Ethereum (ETH) warning came from the famous financial giant Morgan Stanley. The analyst at the giant financial institution said that Ethereum (ETH) could lose market share to its faster or cheaper competitors.
An important caveat for Ethereum
An analyst at banking giant Morgan Stanley says the leading altcoin Ethereum (ETH) could see its market share decline as investors turn to cheaper and faster competitors. In a new report, investment strategist Denny Galindo details the bear situation of the most popular smart contract platform, saying it may face stiff competition from peers with future regulation in addition to scalability issues. Analyst says:
Ethereum faces more competition in the smart contract market than Bitcoin does in the store of value market. Ethereum could lose its smart contract platform market share to faster or cheaper alternatives.
Prominent Ethereum alternatives include Avalanche (AVAX), Solana (SOL), Cardano (ADA), Terra (LUNA), Polkadot (DOT), and Algorand (ALGO). Galindo adds that the second-largest crypto asset by market capitalization may experience scalability issues due to on-chain congestion and high transaction fees. He says that if not raised, ETH may eventually outpace its own resources. The analyst says:
The second major risk unique to Ethereum is blockchain bloat and scalability. Blockchains are basically expensive technologies as they have built-in redundancy. To become a global smart contract platform, Ethereum needs to store huge amounts of data (variables for each smart contract first) and must be faster and cheaper to use per transaction than potential alternatives…Over time, Ethereum’s storage demand will likely grow unless changed. will exceed its resources.
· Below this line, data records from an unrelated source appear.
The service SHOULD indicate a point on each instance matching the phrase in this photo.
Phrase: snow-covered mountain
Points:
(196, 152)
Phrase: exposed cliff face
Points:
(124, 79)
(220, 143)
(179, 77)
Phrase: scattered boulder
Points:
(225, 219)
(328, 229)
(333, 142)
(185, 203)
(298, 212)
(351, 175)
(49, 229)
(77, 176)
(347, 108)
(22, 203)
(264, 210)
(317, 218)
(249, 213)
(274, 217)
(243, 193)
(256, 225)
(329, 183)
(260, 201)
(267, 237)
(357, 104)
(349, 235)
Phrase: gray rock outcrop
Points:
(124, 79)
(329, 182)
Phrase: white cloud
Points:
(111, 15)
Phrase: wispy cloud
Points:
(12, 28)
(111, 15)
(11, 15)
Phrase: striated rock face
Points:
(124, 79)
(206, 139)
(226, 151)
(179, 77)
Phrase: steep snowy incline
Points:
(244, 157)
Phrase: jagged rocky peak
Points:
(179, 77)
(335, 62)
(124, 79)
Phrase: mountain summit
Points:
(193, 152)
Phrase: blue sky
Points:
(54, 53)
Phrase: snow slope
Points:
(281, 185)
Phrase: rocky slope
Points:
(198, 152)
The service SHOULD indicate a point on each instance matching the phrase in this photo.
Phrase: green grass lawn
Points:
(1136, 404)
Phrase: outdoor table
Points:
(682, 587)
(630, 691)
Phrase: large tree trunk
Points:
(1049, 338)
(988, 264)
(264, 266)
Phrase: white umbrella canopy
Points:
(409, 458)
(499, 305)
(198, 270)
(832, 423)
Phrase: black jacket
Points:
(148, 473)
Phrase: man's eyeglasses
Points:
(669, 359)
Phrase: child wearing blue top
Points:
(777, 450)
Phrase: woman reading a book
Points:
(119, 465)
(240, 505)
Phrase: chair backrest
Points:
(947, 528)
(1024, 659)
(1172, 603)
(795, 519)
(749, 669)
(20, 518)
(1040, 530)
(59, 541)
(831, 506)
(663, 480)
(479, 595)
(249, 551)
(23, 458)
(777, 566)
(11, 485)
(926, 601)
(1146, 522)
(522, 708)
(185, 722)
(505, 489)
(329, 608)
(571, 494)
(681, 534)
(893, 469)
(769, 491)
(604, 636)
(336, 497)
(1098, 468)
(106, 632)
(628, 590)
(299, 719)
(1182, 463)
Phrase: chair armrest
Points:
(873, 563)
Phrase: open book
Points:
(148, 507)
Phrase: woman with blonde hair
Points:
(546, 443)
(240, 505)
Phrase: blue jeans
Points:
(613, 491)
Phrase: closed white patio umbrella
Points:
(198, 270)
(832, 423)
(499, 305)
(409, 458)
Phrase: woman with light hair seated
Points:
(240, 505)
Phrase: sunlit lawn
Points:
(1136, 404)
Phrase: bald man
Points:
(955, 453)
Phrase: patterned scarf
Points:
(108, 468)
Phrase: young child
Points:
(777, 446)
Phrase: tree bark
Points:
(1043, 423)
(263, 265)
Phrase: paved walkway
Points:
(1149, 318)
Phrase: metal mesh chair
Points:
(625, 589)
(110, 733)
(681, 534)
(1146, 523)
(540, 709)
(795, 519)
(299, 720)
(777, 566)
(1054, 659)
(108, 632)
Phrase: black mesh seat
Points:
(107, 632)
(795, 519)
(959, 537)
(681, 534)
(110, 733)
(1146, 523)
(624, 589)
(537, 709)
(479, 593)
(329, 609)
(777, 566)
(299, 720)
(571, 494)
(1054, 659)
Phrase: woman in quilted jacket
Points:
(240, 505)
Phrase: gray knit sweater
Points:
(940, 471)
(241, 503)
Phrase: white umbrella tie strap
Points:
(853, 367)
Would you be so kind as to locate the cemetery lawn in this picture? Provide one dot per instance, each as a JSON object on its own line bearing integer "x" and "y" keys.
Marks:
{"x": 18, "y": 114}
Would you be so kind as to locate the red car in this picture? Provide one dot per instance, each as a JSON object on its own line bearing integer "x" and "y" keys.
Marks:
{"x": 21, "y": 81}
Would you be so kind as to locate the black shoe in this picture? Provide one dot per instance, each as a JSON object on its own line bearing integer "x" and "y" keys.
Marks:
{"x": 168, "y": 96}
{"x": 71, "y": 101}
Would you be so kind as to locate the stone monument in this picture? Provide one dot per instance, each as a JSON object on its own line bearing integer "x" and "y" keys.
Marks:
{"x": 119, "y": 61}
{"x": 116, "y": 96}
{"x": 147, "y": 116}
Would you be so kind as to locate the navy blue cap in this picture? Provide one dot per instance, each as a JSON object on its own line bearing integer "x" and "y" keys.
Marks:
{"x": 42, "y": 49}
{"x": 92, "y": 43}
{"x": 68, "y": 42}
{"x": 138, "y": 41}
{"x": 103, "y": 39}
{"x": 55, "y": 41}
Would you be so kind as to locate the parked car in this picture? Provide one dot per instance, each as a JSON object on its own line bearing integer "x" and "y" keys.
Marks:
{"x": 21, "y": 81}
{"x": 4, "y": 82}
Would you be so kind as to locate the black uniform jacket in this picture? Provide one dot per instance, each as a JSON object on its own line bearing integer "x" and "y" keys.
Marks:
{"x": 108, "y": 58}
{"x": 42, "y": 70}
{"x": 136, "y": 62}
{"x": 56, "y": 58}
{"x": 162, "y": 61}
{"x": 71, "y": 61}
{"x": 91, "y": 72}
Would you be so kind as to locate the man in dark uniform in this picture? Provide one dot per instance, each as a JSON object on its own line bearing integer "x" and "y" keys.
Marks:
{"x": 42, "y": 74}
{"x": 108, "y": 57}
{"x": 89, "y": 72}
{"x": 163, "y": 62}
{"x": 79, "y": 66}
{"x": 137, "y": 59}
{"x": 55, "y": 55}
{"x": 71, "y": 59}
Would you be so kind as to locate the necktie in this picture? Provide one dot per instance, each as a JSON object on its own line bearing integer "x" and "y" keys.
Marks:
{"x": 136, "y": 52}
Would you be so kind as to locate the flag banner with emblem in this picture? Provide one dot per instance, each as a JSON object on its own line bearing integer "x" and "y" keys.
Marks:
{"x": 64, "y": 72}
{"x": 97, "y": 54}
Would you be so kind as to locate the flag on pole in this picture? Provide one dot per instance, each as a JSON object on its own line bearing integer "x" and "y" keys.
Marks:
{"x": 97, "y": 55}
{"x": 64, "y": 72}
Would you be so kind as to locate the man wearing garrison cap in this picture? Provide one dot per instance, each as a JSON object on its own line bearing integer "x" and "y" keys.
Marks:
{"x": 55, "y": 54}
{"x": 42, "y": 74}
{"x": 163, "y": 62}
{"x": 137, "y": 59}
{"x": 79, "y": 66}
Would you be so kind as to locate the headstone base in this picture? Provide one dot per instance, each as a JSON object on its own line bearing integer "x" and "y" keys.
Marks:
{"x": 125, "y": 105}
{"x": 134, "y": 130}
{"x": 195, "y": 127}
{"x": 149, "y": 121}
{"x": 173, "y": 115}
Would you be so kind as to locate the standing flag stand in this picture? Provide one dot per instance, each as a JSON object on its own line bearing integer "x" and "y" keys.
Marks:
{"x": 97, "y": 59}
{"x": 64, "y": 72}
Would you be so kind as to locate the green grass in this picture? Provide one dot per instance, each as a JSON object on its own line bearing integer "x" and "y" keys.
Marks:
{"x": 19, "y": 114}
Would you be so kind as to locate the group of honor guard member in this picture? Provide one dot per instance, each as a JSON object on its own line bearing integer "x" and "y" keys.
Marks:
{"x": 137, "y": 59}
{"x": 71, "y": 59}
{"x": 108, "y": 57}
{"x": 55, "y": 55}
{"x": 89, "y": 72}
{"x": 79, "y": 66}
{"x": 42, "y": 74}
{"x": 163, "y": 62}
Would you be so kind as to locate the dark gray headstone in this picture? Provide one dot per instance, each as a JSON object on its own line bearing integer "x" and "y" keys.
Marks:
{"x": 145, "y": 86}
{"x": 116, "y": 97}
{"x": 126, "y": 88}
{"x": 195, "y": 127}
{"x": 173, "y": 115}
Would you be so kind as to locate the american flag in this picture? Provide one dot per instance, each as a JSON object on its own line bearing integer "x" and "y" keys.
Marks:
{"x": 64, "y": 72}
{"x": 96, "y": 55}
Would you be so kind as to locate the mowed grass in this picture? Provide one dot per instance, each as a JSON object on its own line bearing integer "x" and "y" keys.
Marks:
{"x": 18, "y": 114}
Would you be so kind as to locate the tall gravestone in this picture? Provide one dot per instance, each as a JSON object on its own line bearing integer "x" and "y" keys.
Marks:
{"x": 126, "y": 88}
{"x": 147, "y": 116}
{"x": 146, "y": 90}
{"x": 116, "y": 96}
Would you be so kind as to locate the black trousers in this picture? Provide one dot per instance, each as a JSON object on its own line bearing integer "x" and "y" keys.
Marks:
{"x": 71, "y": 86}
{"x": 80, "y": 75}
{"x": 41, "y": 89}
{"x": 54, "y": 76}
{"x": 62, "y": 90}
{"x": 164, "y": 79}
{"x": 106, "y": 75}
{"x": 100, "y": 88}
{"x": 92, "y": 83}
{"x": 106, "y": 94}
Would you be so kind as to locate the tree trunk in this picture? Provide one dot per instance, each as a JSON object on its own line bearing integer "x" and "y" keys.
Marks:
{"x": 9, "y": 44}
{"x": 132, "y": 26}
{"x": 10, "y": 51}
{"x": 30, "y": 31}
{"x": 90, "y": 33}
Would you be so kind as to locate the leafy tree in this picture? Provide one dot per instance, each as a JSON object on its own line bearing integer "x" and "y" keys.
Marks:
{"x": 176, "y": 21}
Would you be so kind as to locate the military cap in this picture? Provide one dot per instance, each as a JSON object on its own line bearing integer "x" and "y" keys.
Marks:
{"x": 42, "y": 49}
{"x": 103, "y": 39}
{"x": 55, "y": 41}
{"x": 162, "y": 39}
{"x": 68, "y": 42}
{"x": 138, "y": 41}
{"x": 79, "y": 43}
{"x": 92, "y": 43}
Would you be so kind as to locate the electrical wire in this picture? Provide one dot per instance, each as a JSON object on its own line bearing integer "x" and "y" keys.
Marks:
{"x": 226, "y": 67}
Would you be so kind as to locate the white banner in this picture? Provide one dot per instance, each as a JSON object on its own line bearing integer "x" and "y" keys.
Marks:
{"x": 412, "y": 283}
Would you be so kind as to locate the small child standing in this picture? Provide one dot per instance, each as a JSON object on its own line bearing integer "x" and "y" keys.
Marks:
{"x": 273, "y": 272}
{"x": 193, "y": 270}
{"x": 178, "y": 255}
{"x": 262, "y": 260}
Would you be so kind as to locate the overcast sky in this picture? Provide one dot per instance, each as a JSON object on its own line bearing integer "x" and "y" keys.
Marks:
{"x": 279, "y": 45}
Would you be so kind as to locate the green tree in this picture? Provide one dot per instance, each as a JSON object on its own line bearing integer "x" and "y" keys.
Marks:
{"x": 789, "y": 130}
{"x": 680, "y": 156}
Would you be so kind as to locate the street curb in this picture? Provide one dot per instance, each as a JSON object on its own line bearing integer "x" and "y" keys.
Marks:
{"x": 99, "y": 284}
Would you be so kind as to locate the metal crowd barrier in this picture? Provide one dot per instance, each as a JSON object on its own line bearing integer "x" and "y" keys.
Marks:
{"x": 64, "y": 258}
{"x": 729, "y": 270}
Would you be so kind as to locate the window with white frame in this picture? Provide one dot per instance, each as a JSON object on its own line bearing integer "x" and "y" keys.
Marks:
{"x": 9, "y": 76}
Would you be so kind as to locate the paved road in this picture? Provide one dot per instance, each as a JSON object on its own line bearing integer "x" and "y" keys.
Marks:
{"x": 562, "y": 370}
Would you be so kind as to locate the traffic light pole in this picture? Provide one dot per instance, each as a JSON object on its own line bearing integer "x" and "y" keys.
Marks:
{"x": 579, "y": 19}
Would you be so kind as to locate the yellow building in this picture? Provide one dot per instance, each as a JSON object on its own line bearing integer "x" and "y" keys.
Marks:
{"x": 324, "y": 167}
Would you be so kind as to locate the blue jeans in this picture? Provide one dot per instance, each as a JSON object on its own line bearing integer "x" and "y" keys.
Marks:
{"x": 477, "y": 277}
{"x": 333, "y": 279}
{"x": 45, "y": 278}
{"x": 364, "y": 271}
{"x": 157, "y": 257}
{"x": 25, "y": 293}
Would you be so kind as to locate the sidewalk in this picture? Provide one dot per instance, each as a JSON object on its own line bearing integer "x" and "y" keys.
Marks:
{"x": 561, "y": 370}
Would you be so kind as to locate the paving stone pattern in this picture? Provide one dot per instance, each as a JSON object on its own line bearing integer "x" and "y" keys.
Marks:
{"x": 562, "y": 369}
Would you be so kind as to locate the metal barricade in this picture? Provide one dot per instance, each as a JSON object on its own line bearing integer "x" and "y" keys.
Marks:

The analyst also reveals how upcoming regulations could directly affect Ethereum’s decentralized finance (DeFi) and non-tradable token (NFT) markets.
The changing regulatory environment poses another major risk. Most of the activity on Ethereum is in DeFi and NFTs, two areas with rapidly evolving regulations. Regulations that restrict or eliminate certain market segments, such as finance, from using Ethereum can reduce demand for Ethereum transactions.